As I studied the applications I started to think “why are our only applicants from Springville?” And why did we receive so many applications for SMS and SHS Principal and so few for this position? Which turned into the question asked of District Clerk Kathy Tucker, “are we sure the Buffalo News ran our ad as submitted?”

And here’s where it goes awry. The Buffalo News did not run our ad. They are now– our SES Principal position will be advertised in print and on their website for the next week at no additional charge to the district. This means we are moving our closing date to next Tuesday, July 26. 

So, Help Still Wanted, Amazing Principal Candidates Please Apply! And for our local candidates who applied, hang on–you’re in the mix.  The new interview process will be as follows:

Round #1 Screening Interviews: Wednesday, July 27, 2016, beginning at 8:00 am.

Round #2 with a Committee including a representative from each union and 3-4 SES teachers: Monday, August 1, 2016, beginning at 8:30 am.

Round #3 Final Interview with me and a BOE member from the Personnel Committee, Thursday, August 4, 2016, beginning at 8:30 am.

This should still afford us the time to have our new SES Principal selected and BOE appointed at our next BOE meeting on August 8, 2016.

Help Wanted: Amazing Principal Candidates Please Apply

With the movement of Kathy Townsend to our Principal for Special Programs position and Marcole Feuz to the Colden Elementary Principal position, we have posted and advertised for our K-5 Springville Elementary Principal position. What an incredible opportunity to work with an amazing faculty and staff with wonderful students and families! 

We are looking for a positive, enthusiastic, caring and dedicated building leader who wants the chance to make a difference in the lives of our children. Application files are due to me in the district office by July 18, 2016. I’m excited to review all of the applications.

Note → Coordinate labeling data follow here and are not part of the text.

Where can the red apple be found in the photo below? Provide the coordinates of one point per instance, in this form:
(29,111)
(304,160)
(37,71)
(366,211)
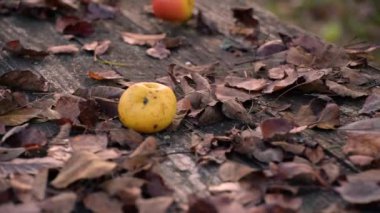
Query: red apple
(173,10)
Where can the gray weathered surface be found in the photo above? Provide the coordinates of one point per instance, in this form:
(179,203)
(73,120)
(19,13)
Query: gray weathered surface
(67,73)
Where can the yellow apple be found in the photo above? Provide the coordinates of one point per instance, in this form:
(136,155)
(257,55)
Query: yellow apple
(147,107)
(173,10)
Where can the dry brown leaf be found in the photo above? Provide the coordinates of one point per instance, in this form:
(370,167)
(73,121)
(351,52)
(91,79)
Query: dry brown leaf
(235,110)
(299,57)
(362,143)
(275,126)
(105,75)
(141,39)
(28,166)
(147,147)
(25,207)
(372,175)
(296,149)
(233,171)
(63,203)
(371,105)
(102,47)
(359,192)
(159,204)
(344,91)
(329,117)
(126,137)
(270,48)
(300,172)
(63,49)
(249,84)
(277,73)
(291,78)
(315,155)
(116,185)
(330,172)
(285,202)
(361,160)
(90,143)
(100,202)
(224,94)
(7,154)
(82,165)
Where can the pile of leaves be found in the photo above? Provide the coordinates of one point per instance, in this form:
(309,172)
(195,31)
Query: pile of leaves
(92,162)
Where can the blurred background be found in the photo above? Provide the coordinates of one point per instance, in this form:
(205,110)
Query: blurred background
(342,22)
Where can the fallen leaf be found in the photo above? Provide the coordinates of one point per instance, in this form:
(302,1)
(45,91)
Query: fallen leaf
(28,166)
(147,147)
(344,91)
(371,175)
(291,78)
(105,75)
(268,155)
(292,203)
(63,203)
(224,94)
(158,50)
(63,49)
(299,172)
(97,11)
(361,160)
(299,57)
(7,101)
(225,187)
(294,148)
(330,172)
(116,185)
(270,48)
(371,105)
(126,137)
(29,138)
(245,16)
(210,115)
(25,80)
(159,204)
(235,110)
(100,91)
(82,165)
(329,117)
(141,39)
(233,171)
(90,143)
(76,109)
(362,143)
(155,185)
(249,84)
(215,204)
(372,124)
(99,202)
(24,207)
(7,154)
(275,126)
(19,116)
(17,49)
(315,155)
(277,73)
(359,192)
(102,47)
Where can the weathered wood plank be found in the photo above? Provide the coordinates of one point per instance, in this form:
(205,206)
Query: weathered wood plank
(67,73)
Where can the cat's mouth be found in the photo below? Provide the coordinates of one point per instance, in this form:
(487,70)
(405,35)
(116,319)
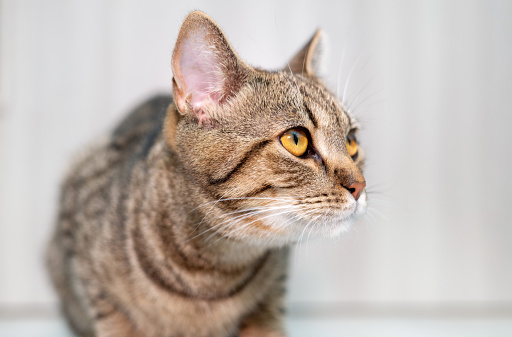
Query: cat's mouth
(316,217)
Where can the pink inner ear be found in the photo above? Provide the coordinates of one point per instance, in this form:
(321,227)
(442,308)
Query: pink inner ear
(201,70)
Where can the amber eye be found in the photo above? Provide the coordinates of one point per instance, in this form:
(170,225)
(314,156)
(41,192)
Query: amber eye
(295,141)
(352,146)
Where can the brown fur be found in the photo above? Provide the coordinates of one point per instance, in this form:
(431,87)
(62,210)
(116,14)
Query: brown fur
(155,235)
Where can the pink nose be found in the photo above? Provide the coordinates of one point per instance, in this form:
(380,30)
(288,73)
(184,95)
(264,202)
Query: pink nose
(356,188)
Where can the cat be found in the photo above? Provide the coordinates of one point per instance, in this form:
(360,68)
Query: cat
(178,223)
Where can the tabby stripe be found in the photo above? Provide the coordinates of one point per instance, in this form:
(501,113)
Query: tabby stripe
(154,273)
(253,151)
(311,116)
(258,191)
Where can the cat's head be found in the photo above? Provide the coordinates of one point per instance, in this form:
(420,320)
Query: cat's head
(274,151)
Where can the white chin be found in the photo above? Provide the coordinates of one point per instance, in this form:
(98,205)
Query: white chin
(332,224)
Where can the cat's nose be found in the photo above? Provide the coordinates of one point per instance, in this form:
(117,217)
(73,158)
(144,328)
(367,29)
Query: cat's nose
(356,188)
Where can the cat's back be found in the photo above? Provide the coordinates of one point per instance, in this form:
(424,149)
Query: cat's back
(115,153)
(93,188)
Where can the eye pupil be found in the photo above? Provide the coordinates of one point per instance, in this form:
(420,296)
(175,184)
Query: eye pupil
(295,141)
(295,138)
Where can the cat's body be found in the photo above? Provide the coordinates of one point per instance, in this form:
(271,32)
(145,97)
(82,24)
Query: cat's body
(177,225)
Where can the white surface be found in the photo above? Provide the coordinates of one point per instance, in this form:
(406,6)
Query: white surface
(438,145)
(390,327)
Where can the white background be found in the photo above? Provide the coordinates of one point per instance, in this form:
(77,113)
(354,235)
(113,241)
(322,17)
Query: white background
(430,81)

Our process will include three rounds of interviews. The first round of interviews will be a screening interview in which we will interview as many of the candidates as we find are qualified and fit our criteria. This round is scheduled for Thursday, July 21, 2016 and will be with me, our directors, JoAnn DePue and Shelly Sarikey, and two representatives of our faculty.

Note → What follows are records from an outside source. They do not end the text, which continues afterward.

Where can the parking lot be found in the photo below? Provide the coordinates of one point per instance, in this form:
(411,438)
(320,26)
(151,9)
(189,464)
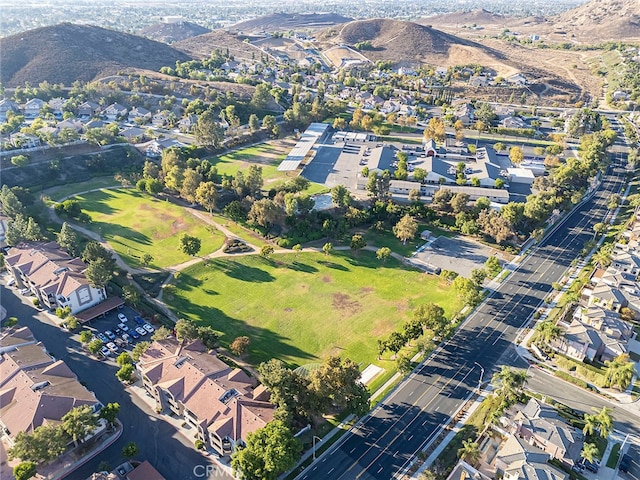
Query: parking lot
(119,334)
(459,255)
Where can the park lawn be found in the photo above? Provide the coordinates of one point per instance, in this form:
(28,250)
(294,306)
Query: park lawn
(135,223)
(268,157)
(303,308)
(62,191)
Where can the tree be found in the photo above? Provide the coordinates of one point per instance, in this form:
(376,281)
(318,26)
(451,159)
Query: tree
(95,346)
(470,451)
(99,272)
(240,345)
(161,333)
(67,239)
(24,471)
(404,364)
(124,358)
(207,196)
(589,451)
(79,422)
(130,450)
(269,451)
(383,253)
(516,155)
(358,242)
(406,228)
(208,131)
(131,295)
(139,350)
(340,196)
(110,412)
(125,374)
(189,245)
(85,336)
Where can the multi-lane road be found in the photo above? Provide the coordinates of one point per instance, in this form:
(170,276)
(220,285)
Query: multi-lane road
(383,444)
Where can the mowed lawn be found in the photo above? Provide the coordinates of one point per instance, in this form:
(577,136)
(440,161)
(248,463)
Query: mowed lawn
(266,155)
(135,223)
(303,308)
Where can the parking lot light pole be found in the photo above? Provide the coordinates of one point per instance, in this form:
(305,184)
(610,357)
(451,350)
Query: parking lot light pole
(314,446)
(481,374)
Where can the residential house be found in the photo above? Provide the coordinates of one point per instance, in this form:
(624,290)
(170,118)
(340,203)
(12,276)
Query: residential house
(115,111)
(55,277)
(32,108)
(465,113)
(517,460)
(57,106)
(34,387)
(88,109)
(221,403)
(7,106)
(139,112)
(541,426)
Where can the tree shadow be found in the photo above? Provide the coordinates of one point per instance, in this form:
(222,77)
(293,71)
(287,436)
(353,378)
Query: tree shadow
(242,272)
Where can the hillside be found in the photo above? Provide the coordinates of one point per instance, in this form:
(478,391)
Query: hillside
(290,21)
(173,32)
(65,53)
(202,45)
(598,20)
(401,42)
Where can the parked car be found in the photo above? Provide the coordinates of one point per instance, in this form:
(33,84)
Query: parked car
(625,463)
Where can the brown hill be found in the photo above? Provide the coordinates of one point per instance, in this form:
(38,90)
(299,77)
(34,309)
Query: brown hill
(598,20)
(173,32)
(403,42)
(203,45)
(67,52)
(290,21)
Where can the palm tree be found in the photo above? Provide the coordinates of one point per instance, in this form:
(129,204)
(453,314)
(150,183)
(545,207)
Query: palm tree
(590,424)
(589,450)
(470,451)
(620,372)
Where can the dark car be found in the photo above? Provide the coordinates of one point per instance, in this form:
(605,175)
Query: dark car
(625,463)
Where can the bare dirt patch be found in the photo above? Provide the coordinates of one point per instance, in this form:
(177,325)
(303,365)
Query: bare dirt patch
(343,302)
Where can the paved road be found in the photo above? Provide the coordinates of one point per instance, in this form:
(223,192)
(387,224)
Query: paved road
(158,441)
(383,443)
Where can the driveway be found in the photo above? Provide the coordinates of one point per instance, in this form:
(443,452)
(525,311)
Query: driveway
(459,254)
(158,441)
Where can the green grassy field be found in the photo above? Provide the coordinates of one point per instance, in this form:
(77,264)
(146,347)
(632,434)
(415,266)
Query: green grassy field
(268,157)
(303,308)
(134,224)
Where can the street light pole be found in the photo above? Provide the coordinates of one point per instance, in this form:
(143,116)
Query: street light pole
(481,374)
(314,445)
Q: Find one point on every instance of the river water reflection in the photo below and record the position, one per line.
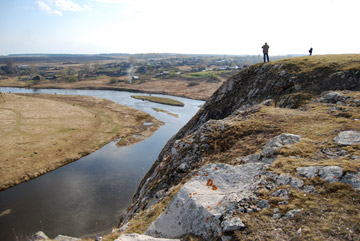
(89, 195)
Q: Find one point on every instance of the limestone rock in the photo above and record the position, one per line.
(347, 138)
(331, 173)
(331, 97)
(296, 183)
(352, 179)
(308, 172)
(292, 213)
(232, 224)
(283, 179)
(201, 203)
(39, 236)
(308, 188)
(282, 193)
(66, 238)
(263, 204)
(279, 141)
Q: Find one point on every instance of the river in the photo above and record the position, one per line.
(88, 196)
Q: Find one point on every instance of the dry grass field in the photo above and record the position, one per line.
(39, 133)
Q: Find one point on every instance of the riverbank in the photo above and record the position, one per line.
(42, 132)
(202, 91)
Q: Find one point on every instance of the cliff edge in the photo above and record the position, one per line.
(273, 154)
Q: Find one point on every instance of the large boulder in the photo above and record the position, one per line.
(202, 205)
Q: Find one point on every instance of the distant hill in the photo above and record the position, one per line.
(274, 154)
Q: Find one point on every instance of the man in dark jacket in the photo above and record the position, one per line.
(266, 52)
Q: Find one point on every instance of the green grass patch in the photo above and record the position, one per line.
(161, 100)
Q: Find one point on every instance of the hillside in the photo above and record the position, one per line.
(42, 132)
(273, 155)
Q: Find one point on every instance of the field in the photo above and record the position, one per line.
(40, 133)
(191, 76)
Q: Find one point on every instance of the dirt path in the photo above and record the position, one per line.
(39, 133)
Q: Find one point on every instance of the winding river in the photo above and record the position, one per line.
(88, 196)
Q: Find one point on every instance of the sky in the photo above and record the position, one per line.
(227, 27)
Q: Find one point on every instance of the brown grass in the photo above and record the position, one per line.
(40, 133)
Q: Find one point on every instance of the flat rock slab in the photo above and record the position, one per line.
(200, 206)
(139, 237)
(347, 138)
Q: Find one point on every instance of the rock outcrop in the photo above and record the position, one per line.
(236, 158)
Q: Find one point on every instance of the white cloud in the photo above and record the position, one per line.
(57, 7)
(45, 7)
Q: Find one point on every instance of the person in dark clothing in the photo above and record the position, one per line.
(310, 51)
(266, 52)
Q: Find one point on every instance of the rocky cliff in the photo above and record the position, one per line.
(273, 154)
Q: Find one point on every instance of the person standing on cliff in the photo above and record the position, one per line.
(266, 52)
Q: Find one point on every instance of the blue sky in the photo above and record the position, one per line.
(179, 26)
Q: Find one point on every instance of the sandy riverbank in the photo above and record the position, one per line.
(39, 133)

Successful candidates from round #1 will be invited back to a committee interview in which every union is invited to send a volunteer, SES will have 3-4 teacher representatives, and the PTA will be invited to participate. Round #2 interviews will be scheduled for Wednesday, July 27, 2016.

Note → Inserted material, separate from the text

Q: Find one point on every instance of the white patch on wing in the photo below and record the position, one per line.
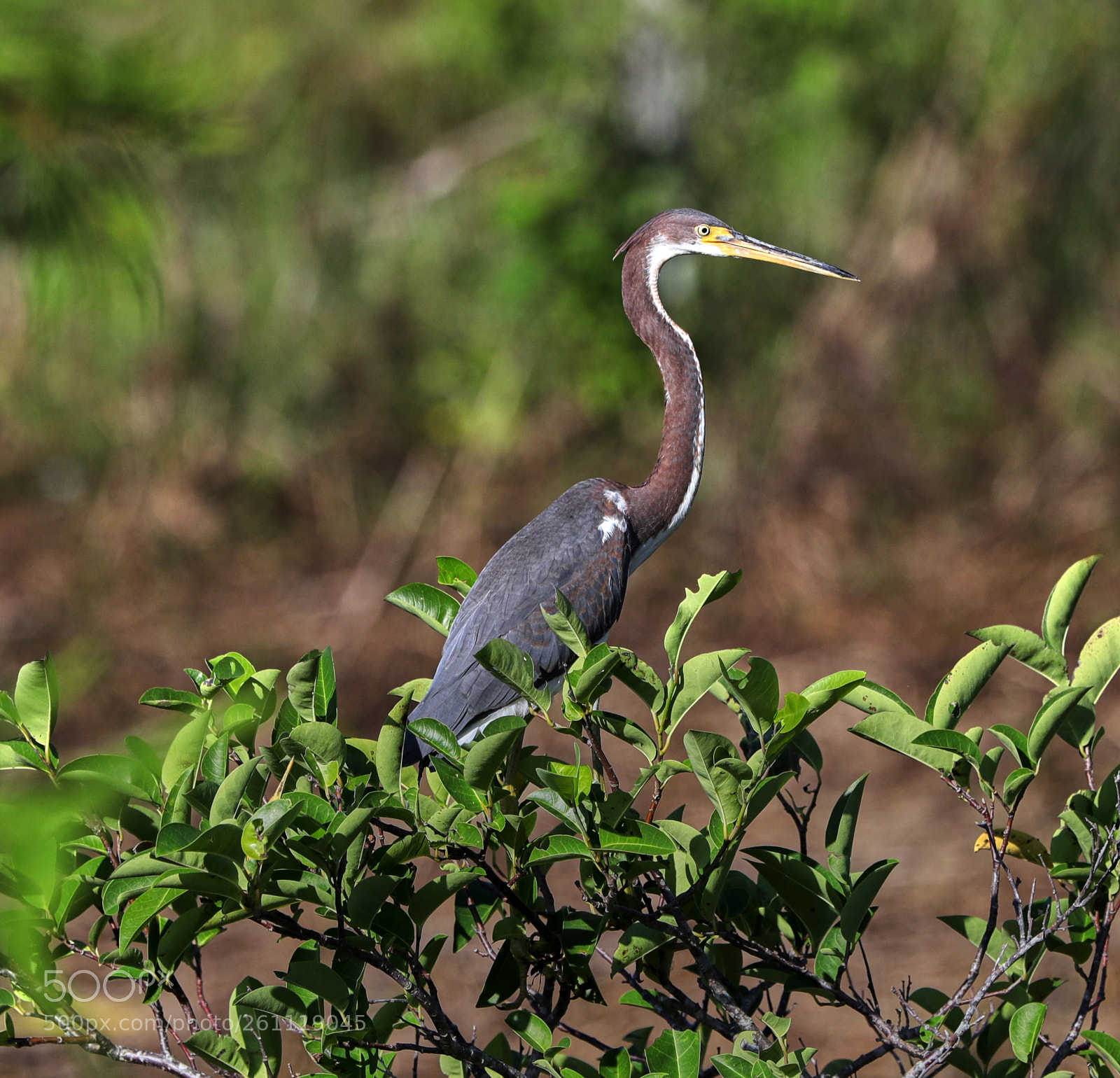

From those round #2 committee interviews we will likely move two finalists on to a final round #3 interview with me and one BOE member from the Personnel Committee on August 1, 2016. We will then be happy to ask for BOE approval of our new SES Principal at our August 8, 2016 BOE meeting.

Announcing Our New Colden Elementary Principal

As sometimes happens, one change can lead to another. With our current Colden Elementary Principal, Mrs. Kathy Townsend, accepting a new position within the District  an opportunity at Colden Elementary opens.

I am delighted to announce that our current Springville Elementary Principal, Ms. Marcole Feuz, has accepted the Colden position! This move is a homecoming of sorts for Ms. Feuz, as she was raised in Colden and currently resides there with her husband. Previously an assistant principal in the SGI District for 3 years, Marcole has been the SES Principal since 2011.

In Marcole’s own words,

I am so proud of the work we have accomplished together at SES! The professional working relationships and relationships with our wonderful families have been incredible for me. We have focused on our students and taken SES “above and beyond” as we intended.

I am excited about the opportunity to return to Colden as the elementary principal, to work with what I know is an excellent faculty and staff, and to serve the families of the community I love so much.

While the planned changes bring someone new for every building in the district for the 2016-17 school year, I believe that we are at a tipping point as a District right now. We have the right people in the right positions and an administrative team who is committed to working together to make good decisions for the right reasons to move our district forward. Good things are happening Griffins!